Sampled locations from Cabrera MPA had different granulometry in terms of the predominant particle size fractions (Table 2; Fig. 2). The hierarchical cluster analysis showed two differentiated groups (Fig. 2). The three locations located south of Cabrera MPA, Estells, Codolar dels Estells, and s’Avarador des Far, are grouped in the same main group but show slight differences in terms of granulometry. Sediments from these three locations have a predominance for the highest particle size fractions, with 62% of the sediment in Codolar dels Estells comprised of granules (> 2 mm), while 87% of the sediment in Estells is formed by granules and coarse sand (> 2 to 0.5 mm), and 83% of the sediment of s’Avarador des Far is classified from very coarse sand to medium sand (2 to 0.25 mm).

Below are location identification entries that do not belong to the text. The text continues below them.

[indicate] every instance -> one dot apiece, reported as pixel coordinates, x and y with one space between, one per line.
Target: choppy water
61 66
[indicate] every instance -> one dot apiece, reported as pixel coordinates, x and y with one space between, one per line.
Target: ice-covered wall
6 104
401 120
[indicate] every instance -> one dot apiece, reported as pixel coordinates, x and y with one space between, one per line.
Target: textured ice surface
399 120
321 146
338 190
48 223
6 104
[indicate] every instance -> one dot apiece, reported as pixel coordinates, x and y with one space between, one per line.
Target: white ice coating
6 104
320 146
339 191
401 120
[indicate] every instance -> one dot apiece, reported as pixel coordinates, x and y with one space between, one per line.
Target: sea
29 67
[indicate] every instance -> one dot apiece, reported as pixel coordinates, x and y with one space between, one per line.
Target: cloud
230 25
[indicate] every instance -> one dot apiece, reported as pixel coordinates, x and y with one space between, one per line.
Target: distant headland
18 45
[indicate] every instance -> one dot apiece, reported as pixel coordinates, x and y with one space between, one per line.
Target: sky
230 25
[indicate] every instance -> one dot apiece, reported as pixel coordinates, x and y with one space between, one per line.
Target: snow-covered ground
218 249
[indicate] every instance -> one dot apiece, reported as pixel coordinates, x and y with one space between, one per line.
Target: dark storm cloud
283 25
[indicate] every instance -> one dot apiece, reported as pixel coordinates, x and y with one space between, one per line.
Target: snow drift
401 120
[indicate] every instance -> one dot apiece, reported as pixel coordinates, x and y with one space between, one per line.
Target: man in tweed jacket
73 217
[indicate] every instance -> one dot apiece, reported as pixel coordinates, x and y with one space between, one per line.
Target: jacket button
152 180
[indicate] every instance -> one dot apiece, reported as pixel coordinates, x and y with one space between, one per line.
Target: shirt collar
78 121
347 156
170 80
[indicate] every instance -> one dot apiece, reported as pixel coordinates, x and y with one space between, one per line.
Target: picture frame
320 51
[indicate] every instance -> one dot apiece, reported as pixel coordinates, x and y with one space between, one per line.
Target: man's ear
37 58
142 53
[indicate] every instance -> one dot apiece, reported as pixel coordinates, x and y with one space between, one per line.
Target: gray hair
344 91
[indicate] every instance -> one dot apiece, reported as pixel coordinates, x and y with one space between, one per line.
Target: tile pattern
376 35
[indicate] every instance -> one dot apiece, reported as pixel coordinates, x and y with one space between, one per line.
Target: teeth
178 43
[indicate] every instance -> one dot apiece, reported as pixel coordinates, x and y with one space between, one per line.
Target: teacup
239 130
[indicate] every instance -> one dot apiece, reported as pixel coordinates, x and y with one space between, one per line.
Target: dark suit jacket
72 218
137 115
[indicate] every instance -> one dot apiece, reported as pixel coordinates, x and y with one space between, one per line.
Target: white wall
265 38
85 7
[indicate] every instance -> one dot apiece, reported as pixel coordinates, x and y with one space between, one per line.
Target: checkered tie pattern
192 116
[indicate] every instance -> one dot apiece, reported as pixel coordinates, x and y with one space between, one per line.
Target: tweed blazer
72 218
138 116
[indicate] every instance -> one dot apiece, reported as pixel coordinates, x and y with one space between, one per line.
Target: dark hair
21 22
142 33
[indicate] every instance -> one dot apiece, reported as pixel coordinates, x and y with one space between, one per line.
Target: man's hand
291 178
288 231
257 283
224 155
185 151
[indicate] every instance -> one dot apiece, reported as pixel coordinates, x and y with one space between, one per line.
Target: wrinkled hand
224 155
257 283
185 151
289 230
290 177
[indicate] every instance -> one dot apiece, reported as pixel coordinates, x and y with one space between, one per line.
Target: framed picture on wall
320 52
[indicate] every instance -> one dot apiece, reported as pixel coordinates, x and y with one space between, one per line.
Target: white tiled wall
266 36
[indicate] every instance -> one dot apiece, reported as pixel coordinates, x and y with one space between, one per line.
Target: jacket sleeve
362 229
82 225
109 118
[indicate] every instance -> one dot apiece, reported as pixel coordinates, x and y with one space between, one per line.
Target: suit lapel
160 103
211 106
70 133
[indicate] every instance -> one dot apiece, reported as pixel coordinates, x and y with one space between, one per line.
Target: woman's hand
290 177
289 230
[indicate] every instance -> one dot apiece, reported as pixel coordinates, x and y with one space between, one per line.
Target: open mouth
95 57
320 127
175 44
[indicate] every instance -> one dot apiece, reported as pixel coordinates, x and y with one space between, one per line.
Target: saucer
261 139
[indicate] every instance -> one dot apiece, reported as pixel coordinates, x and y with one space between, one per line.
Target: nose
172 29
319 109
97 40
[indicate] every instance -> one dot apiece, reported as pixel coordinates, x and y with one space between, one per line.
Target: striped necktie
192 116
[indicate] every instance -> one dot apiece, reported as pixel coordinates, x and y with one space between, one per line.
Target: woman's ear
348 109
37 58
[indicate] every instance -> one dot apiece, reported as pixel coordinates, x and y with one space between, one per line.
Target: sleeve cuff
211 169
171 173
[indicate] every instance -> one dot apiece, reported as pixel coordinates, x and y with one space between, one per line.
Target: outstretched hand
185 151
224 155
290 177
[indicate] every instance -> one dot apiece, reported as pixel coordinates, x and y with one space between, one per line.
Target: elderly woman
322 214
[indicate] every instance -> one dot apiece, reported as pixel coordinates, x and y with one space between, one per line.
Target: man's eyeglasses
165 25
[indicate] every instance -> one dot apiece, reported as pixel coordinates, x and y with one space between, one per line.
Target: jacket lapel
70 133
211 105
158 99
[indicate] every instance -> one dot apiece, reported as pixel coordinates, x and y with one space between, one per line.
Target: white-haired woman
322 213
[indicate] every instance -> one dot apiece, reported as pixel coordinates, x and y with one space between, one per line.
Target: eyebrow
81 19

Es Caló des Forn and es Caló de ses Güies, both located in the area of Es Port, had a predominance of the highest particle size fractions (> 2 to 0.25 mm; 92% and 83% of the sediment, respectively) and were grouped jointly in the southern locations (Fig. 2). Similarly, l’Olla and Cala Santa Maria, located in different areas, were comprised of very coarse sand to medium sand (2 to 0.25 mm) (75% and 82%). Sa Platgeta, Cala en Ganduf, sa Platgeta des Pagés, and s’Espalmador did not have a clear predominance of a specific particle size fraction, and had sediments from coarse sand (1 to 0.5 mm) to very fine sand (0.125 to 0.063 mm) in percentages of 62%, 69%, 73%, and 74%, respectively. The lower fractions were predominant in Caló des Macs with the 64% of the sediments characterized as medium particle size sand fraction (0.5 to 0.25 mm) and in l’Olló with the 66% of the sediment composed by fine and very fine sand (0.25 to 0.063 mm) (Fig. 2).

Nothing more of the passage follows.